Lafcadio Hearn (1850–1904)


From Lafcadio Hearn: American Writings

One of the journalist Lafcadio Hearn’s earliest books was a collection of


adaptations of Chinese legends—which he completed even though he actually
knew next to nothing of the Chinese language. While working on the proofs for
the book, he corresponded frequently with his friend Elizabeth Bisland, a former
colleague at the New Orleans Times Democrat who had moved in 1887 to New
York to become an editor at Vogue. (Bisland would became famous two years
later, when she raced New York World reporter Nellie Bly around the world,
attempting to beat Phileas Fogg's fictitious record in the famous Jules Verne
novel. She lost the race, although both women made the trip in less than eighty
days.) Hearn’s letters to Bisland included updates about his struggling career as
fiction writer and anecdotes about the remarkable characters he continued to
meet in New Orleans. In one letter he complained that his latest attempt to learn
Chinese had ended in failure. “My last pet was a Chinese doctor, whose name I
cannot even pronounce.
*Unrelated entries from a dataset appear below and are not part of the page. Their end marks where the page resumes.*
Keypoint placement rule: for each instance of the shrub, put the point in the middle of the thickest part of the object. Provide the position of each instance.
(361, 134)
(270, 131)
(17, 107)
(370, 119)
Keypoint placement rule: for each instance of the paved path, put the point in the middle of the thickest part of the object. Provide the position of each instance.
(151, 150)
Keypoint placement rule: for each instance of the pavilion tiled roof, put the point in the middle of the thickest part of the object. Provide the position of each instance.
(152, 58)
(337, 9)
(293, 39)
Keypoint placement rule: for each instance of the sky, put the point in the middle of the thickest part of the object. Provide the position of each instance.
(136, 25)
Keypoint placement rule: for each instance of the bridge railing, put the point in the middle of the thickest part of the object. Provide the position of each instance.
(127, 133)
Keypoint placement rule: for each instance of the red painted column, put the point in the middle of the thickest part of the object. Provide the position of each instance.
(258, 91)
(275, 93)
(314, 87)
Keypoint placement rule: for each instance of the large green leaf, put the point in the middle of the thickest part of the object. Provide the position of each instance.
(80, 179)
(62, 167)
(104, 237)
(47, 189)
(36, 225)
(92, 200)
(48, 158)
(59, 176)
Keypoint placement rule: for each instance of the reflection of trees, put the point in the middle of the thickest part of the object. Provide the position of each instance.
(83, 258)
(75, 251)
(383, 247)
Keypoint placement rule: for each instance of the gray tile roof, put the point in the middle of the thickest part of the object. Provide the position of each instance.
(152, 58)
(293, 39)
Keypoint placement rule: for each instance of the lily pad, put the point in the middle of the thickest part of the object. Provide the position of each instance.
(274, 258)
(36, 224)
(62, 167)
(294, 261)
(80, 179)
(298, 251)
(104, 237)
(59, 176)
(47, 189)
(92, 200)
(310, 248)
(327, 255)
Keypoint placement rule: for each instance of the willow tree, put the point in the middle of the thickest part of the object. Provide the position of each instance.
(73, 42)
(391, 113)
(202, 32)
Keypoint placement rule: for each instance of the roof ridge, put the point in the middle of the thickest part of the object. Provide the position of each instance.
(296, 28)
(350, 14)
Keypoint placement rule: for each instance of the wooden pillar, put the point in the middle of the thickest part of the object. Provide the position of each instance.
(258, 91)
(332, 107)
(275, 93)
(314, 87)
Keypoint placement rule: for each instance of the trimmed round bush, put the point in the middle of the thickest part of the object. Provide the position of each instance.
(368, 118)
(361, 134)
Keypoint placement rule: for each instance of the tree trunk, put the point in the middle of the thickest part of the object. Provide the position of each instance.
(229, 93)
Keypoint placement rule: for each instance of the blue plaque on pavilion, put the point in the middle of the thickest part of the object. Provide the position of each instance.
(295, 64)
He tried to teach me Chinese; but I discovered the nasal
tones almost impossible to imitate.”

His failure to learn the language didn’t dampen his enthusiasm for the “weird
beauty” of the six tales included in his book, and he instead relied on the work of
various European Sinologists to help him create his own versions and understand
the historical and linguistic allusions. “To such great explorers,” he acknowledged
in a preface, “the realm of Cathayan story belongs by right of discovery and
conquest; yet the humbler traveller who follows wonderingly after them into the
vast and mysterious pleasure-grounds of Chinese fancy may surely be permitted
to cull a few of the marvellous flowers there growing.”